Remember the day when you could just take your junk mail out of the mailbox and throw it straight into the trash, bypassing the waste baskets in the house? Or when you could receive a credit card bill, write a check without reading the bill, and throw the bill out? Those days are long gone–sacrificed to the spectre of identity theft.
I’ve had my identity stolen several times, each time by a foster child who snagged a credit card to charged small things like fast food and gas.
But I’ve not (yet) experienced “the big one”–the kind of identity theft where someone assumes your name, but not your frugal lifestyle, and causes you untold hassles just to prove you are really yourself.
I say “not yet,” because I figure identity theft is like bird flu; it will either mutate and catch me, or not, and there’s little I can do about it.
I am, however, irrationally hoarding a dose of Tamiflu, and I’m irrationally trying to prevent identity theft as well. And I can only tell you that living in fear is terribly time consuming.
First I had to buy the shredder. Then I had to figure out what to shred. This meant I had to start reading my junk mail. If anything says “preapproved,” or comes with one of those fake checks, I shred it.
Sometimes I even wait for the postman, because my mail is delivered to a slot in the front of my house, but it doesn’t all fit through, and it hangs out until I get it from the outside. I imagine this was a very secure way of getting mail fifty years ago, when the house was built, before all the deluge of catalogues, flyers and newspapers that now constitutes the bulk of the US Mail (bad pun).

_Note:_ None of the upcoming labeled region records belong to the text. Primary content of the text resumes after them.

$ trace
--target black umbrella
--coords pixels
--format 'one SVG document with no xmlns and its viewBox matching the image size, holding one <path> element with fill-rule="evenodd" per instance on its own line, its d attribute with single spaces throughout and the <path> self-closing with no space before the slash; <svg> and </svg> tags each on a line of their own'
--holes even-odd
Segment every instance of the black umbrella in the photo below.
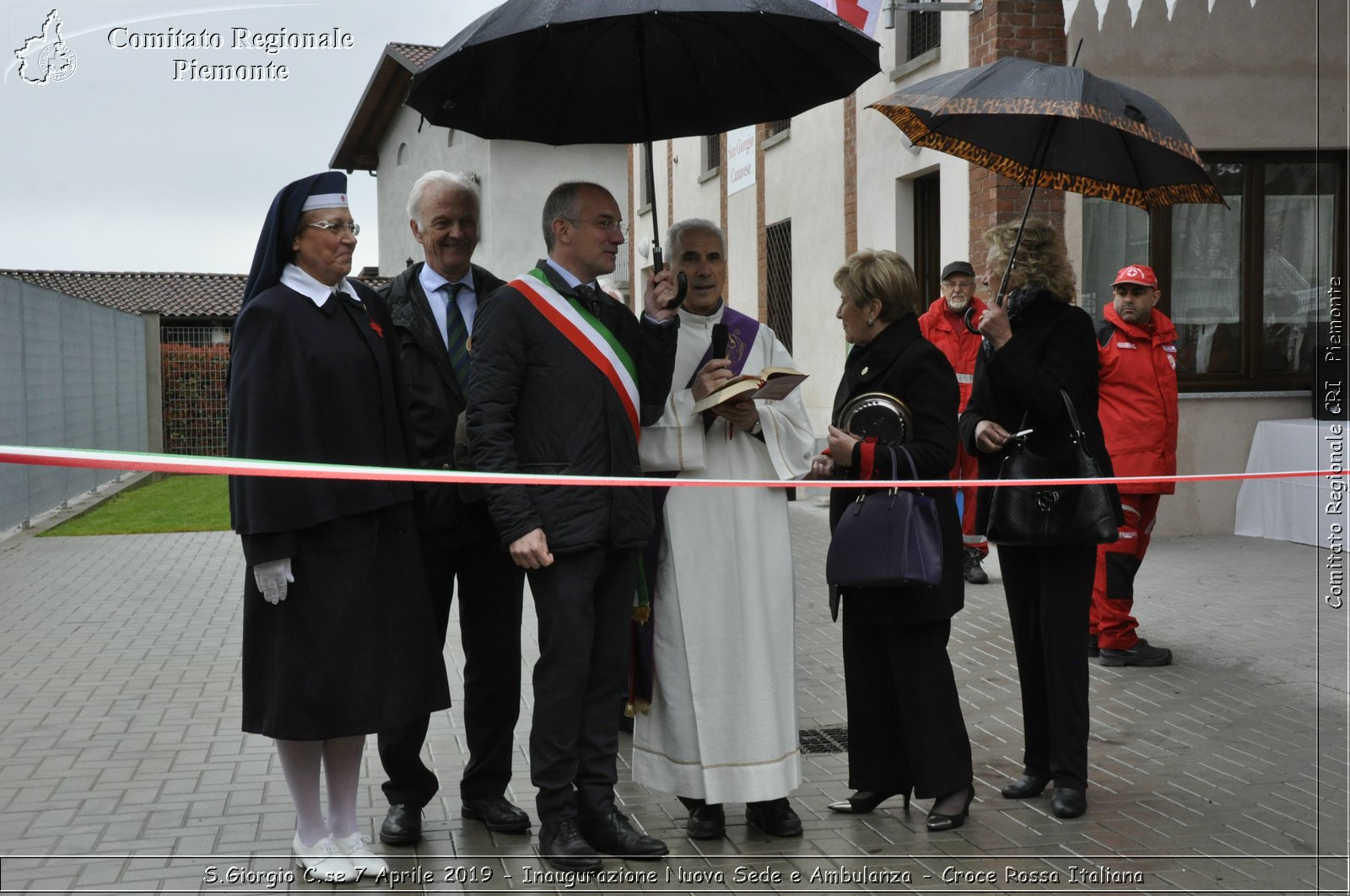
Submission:
<svg viewBox="0 0 1350 896">
<path fill-rule="evenodd" d="M 1006 57 L 906 88 L 869 108 L 914 146 L 1003 174 L 1141 208 L 1223 202 L 1162 105 L 1087 69 Z"/>
<path fill-rule="evenodd" d="M 413 76 L 408 105 L 493 140 L 647 143 L 655 196 L 652 140 L 791 117 L 878 58 L 810 0 L 508 0 Z M 652 258 L 662 270 L 659 235 Z"/>
<path fill-rule="evenodd" d="M 1041 186 L 1139 208 L 1226 205 L 1170 112 L 1073 65 L 1004 57 L 921 81 L 868 108 L 891 119 L 914 146 L 1030 186 L 1023 225 Z M 1013 259 L 1021 242 L 1018 228 Z M 1010 259 L 996 296 L 1007 289 L 1011 270 Z M 976 331 L 969 310 L 965 325 Z"/>
</svg>

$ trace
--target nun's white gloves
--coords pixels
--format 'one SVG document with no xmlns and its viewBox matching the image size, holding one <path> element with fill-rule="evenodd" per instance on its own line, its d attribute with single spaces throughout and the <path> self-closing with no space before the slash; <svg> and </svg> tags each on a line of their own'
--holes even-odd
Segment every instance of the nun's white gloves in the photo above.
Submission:
<svg viewBox="0 0 1350 896">
<path fill-rule="evenodd" d="M 285 600 L 286 583 L 294 580 L 296 576 L 290 575 L 290 557 L 254 564 L 254 582 L 258 583 L 258 590 L 267 603 Z"/>
</svg>

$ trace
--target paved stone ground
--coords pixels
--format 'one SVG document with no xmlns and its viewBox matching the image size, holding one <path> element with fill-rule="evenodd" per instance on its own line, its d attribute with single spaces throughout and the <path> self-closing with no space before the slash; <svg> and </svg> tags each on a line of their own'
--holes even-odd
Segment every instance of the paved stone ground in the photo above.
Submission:
<svg viewBox="0 0 1350 896">
<path fill-rule="evenodd" d="M 810 497 L 791 515 L 799 725 L 842 727 L 825 511 Z M 683 835 L 679 803 L 628 781 L 625 766 L 624 808 L 670 842 L 670 860 L 606 861 L 621 880 L 549 880 L 533 837 L 459 819 L 463 729 L 450 710 L 433 721 L 428 745 L 450 797 L 428 807 L 417 849 L 385 850 L 401 878 L 394 888 L 1346 892 L 1347 611 L 1322 600 L 1327 557 L 1257 538 L 1154 542 L 1137 614 L 1177 661 L 1092 663 L 1092 789 L 1080 819 L 1053 818 L 1044 797 L 998 795 L 1021 769 L 1021 735 L 991 560 L 995 582 L 968 588 L 950 648 L 977 779 L 965 827 L 929 834 L 927 806 L 905 812 L 898 800 L 869 816 L 833 815 L 825 806 L 849 792 L 848 756 L 811 753 L 792 793 L 802 839 L 761 837 L 730 807 L 728 837 L 695 842 Z M 0 541 L 0 892 L 333 889 L 289 880 L 294 820 L 281 771 L 269 741 L 239 731 L 242 575 L 227 533 Z M 524 637 L 532 663 L 532 621 Z M 522 710 L 513 796 L 533 812 L 529 694 Z M 626 752 L 625 739 L 625 761 Z M 375 834 L 385 806 L 373 742 L 367 765 L 360 818 Z"/>
</svg>

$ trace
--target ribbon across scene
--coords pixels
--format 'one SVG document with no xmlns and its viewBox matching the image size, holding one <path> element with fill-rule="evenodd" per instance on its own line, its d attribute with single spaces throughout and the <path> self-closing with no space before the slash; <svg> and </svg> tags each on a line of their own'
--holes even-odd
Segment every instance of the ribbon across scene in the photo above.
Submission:
<svg viewBox="0 0 1350 896">
<path fill-rule="evenodd" d="M 0 463 L 39 467 L 82 467 L 94 470 L 128 470 L 144 472 L 193 472 L 231 476 L 289 476 L 296 479 L 366 479 L 385 482 L 464 482 L 486 486 L 656 486 L 662 488 L 964 488 L 971 484 L 994 486 L 992 479 L 666 479 L 659 476 L 563 476 L 463 470 L 414 470 L 408 467 L 359 467 L 348 464 L 313 464 L 286 460 L 246 460 L 242 457 L 202 457 L 198 455 L 157 455 L 138 451 L 99 451 L 92 448 L 32 448 L 0 445 Z M 1187 474 L 1177 476 L 1114 476 L 1099 479 L 1019 479 L 1019 486 L 1083 486 L 1091 483 L 1131 482 L 1226 482 L 1242 479 L 1296 479 L 1307 476 L 1343 478 L 1345 470 L 1277 470 L 1262 472 Z"/>
</svg>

I shred my bank statements, which now come in both paper and plastic(computer). I also shred my credit card bills — the ones I still have to receive in the mail. I’ve stopped almost everything from coming in the mail, because the mail is a big source of identity theft.

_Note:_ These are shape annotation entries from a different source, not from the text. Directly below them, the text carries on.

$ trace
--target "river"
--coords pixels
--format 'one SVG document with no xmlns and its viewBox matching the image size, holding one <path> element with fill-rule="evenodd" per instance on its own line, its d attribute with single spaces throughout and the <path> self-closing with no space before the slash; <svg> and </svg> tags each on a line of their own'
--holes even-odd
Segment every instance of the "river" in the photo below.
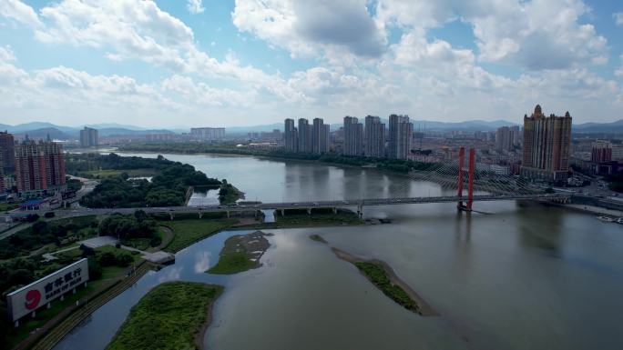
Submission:
<svg viewBox="0 0 623 350">
<path fill-rule="evenodd" d="M 247 200 L 453 192 L 372 169 L 165 156 L 227 178 Z M 269 230 L 275 235 L 263 266 L 231 276 L 204 273 L 224 240 L 240 233 L 221 232 L 178 253 L 175 265 L 148 273 L 56 348 L 105 348 L 130 307 L 170 280 L 225 285 L 204 339 L 209 349 L 623 348 L 622 225 L 535 203 L 477 202 L 475 207 L 479 212 L 472 215 L 457 213 L 454 204 L 365 207 L 366 217 L 392 223 Z M 387 262 L 441 315 L 422 317 L 398 306 L 327 245 L 311 240 L 312 234 Z"/>
</svg>

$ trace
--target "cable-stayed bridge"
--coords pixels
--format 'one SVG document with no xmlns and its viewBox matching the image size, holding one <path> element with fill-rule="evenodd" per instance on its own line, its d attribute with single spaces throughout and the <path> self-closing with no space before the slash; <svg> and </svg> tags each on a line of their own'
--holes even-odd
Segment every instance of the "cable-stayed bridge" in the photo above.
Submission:
<svg viewBox="0 0 623 350">
<path fill-rule="evenodd" d="M 169 206 L 169 207 L 145 207 L 140 208 L 148 213 L 169 213 L 171 216 L 175 213 L 198 213 L 199 216 L 203 213 L 210 212 L 240 212 L 260 210 L 287 210 L 307 209 L 312 212 L 318 208 L 357 207 L 361 215 L 363 206 L 366 205 L 391 205 L 405 204 L 428 204 L 428 203 L 456 203 L 460 210 L 471 211 L 474 202 L 499 201 L 499 200 L 548 200 L 556 202 L 567 202 L 570 195 L 567 193 L 546 193 L 543 188 L 536 187 L 525 178 L 513 175 L 504 171 L 501 167 L 495 167 L 475 163 L 475 153 L 470 149 L 465 155 L 462 147 L 457 159 L 445 163 L 418 163 L 415 170 L 408 173 L 407 176 L 414 181 L 428 181 L 441 185 L 443 188 L 455 190 L 455 195 L 413 195 L 410 193 L 410 184 L 403 185 L 403 187 L 393 188 L 394 195 L 381 198 L 357 198 L 356 194 L 350 194 L 348 199 L 342 200 L 308 200 L 299 202 L 273 202 L 258 203 L 250 205 L 214 205 L 202 206 Z M 466 158 L 466 159 L 465 159 Z M 139 208 L 77 208 L 68 211 L 60 211 L 58 214 L 65 216 L 80 215 L 107 215 L 113 213 L 131 214 Z M 45 212 L 46 210 L 38 211 Z M 23 215 L 33 213 L 32 211 L 22 212 Z"/>
</svg>

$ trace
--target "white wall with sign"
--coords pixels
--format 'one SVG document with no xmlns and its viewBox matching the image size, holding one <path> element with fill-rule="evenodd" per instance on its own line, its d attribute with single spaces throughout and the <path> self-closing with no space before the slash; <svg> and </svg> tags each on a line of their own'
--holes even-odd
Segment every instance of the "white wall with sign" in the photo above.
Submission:
<svg viewBox="0 0 623 350">
<path fill-rule="evenodd" d="M 84 258 L 7 295 L 9 317 L 17 321 L 87 281 L 88 260 Z"/>
</svg>

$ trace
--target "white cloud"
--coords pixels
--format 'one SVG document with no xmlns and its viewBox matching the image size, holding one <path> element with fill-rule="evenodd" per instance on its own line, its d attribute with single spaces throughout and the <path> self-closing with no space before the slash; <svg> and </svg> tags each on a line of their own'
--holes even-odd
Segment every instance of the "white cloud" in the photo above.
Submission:
<svg viewBox="0 0 623 350">
<path fill-rule="evenodd" d="M 0 15 L 33 27 L 41 25 L 35 10 L 19 0 L 1 0 Z"/>
<path fill-rule="evenodd" d="M 233 23 L 292 56 L 342 49 L 363 57 L 383 54 L 383 28 L 368 13 L 366 0 L 236 0 Z"/>
<path fill-rule="evenodd" d="M 618 56 L 618 58 L 619 58 L 620 61 L 621 61 L 621 66 L 618 67 L 618 69 L 617 69 L 617 70 L 615 71 L 615 75 L 619 76 L 619 77 L 623 77 L 623 55 L 621 55 L 620 56 Z"/>
<path fill-rule="evenodd" d="M 612 18 L 615 19 L 617 25 L 623 25 L 623 12 L 612 14 Z"/>
<path fill-rule="evenodd" d="M 541 103 L 589 121 L 618 116 L 623 107 L 620 84 L 590 71 L 607 63 L 608 47 L 580 21 L 589 11 L 580 0 L 237 0 L 231 15 L 241 36 L 316 63 L 286 75 L 241 64 L 233 52 L 210 56 L 189 25 L 152 1 L 60 0 L 38 15 L 11 3 L 32 11 L 31 20 L 15 22 L 35 25 L 36 40 L 92 47 L 110 60 L 165 67 L 169 75 L 147 84 L 63 65 L 26 72 L 0 44 L 0 115 L 13 120 L 250 125 L 398 112 L 415 120 L 518 121 Z M 432 28 L 451 21 L 474 30 L 477 49 L 430 38 Z M 390 31 L 401 35 L 397 43 L 388 45 Z M 491 62 L 519 68 L 520 75 L 485 69 Z M 271 67 L 281 68 L 277 61 Z M 623 76 L 623 66 L 614 74 Z"/>
<path fill-rule="evenodd" d="M 417 28 L 460 18 L 472 25 L 485 62 L 543 70 L 608 60 L 606 38 L 579 23 L 589 11 L 581 0 L 380 0 L 377 7 L 380 20 Z"/>
<path fill-rule="evenodd" d="M 203 7 L 203 4 L 201 0 L 188 0 L 188 3 L 186 4 L 186 8 L 189 9 L 189 12 L 191 14 L 202 14 L 206 9 Z"/>
</svg>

This creates problems in and of itself, because if my Quickbooks fails, I have no tax records. This summer, my PC was stolen, and that’s where I have all my financial records. Although they were backed up, it was a struggle restoring them. And there’s no paper trail. The days of the paper trail are over.

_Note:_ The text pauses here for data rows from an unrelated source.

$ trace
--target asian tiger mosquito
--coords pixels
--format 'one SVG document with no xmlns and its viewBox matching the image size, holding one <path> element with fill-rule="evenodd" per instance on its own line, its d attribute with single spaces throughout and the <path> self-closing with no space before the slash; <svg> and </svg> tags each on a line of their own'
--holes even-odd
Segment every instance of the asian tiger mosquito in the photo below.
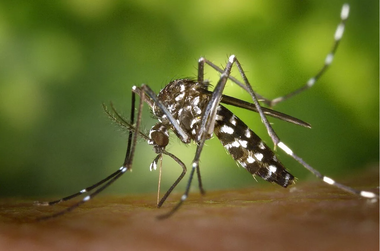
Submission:
<svg viewBox="0 0 380 251">
<path fill-rule="evenodd" d="M 150 165 L 151 170 L 152 168 L 156 169 L 158 161 L 162 159 L 163 154 L 168 155 L 173 158 L 183 169 L 180 176 L 161 200 L 158 202 L 157 207 L 160 207 L 173 190 L 184 176 L 187 171 L 185 164 L 180 160 L 165 151 L 165 147 L 169 143 L 169 129 L 171 129 L 184 143 L 190 143 L 192 140 L 197 143 L 198 146 L 184 193 L 177 205 L 168 213 L 159 216 L 159 218 L 165 218 L 171 215 L 186 199 L 196 170 L 201 193 L 202 194 L 204 194 L 199 163 L 205 142 L 211 137 L 213 132 L 215 133 L 232 157 L 250 173 L 254 176 L 257 175 L 271 183 L 276 183 L 284 187 L 287 187 L 293 182 L 294 177 L 286 170 L 277 159 L 276 154 L 258 136 L 240 119 L 226 108 L 220 105 L 220 103 L 258 112 L 275 147 L 278 146 L 325 182 L 349 193 L 371 199 L 374 201 L 377 201 L 377 199 L 380 198 L 378 195 L 369 191 L 357 190 L 336 182 L 331 178 L 321 174 L 296 155 L 289 147 L 280 140 L 268 121 L 266 116 L 271 116 L 306 127 L 310 127 L 310 125 L 289 115 L 261 107 L 259 103 L 260 100 L 264 104 L 271 107 L 277 104 L 311 88 L 314 85 L 332 61 L 343 36 L 345 21 L 348 17 L 349 12 L 349 6 L 348 4 L 345 4 L 340 13 L 340 22 L 334 35 L 334 42 L 332 49 L 328 54 L 321 69 L 315 76 L 309 79 L 305 85 L 283 96 L 270 100 L 254 92 L 237 58 L 235 55 L 232 55 L 230 56 L 224 69 L 221 69 L 204 58 L 201 57 L 198 61 L 198 78 L 196 80 L 184 78 L 171 81 L 161 90 L 158 96 L 147 85 L 142 85 L 140 87 L 133 86 L 132 90 L 132 108 L 129 121 L 118 113 L 112 104 L 112 113 L 107 110 L 106 106 L 103 105 L 105 112 L 111 120 L 129 131 L 128 146 L 124 163 L 117 171 L 109 176 L 78 193 L 50 202 L 36 202 L 35 204 L 37 205 L 54 205 L 89 193 L 100 187 L 95 191 L 84 197 L 82 200 L 63 211 L 39 219 L 44 220 L 53 218 L 72 210 L 98 194 L 127 171 L 131 169 L 138 137 L 142 137 L 147 141 L 148 144 L 153 146 L 155 152 L 158 154 Z M 239 70 L 244 83 L 230 75 L 231 68 L 234 63 Z M 205 64 L 209 65 L 222 74 L 214 90 L 212 92 L 208 91 L 210 85 L 207 81 L 204 80 L 203 71 Z M 223 95 L 222 92 L 228 79 L 247 91 L 252 97 L 253 103 L 250 103 Z M 137 120 L 136 124 L 134 124 L 136 94 L 139 96 L 140 101 L 138 109 Z M 152 128 L 149 135 L 146 135 L 139 129 L 141 112 L 144 102 L 147 103 L 150 107 L 154 116 L 159 121 Z M 101 186 L 102 185 L 103 186 Z"/>
</svg>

All this takes time. It takes even more time if you try to short cut the process by overloading the shredder, which then stops in the middle. Then you have to un-jam it and begin all over again, with the half-shredded documents in your hand.
All this is a long way of saying that I am moving again: this time to a high rise condo in the Central City where they deliver the mail to a locked box in a secure room.
You may find me in the future at : 4750 North Central Avenue, Unit 9N, Phoenix, AZ 85012. But don’t you dare send me anything in the mail. I will only shred it.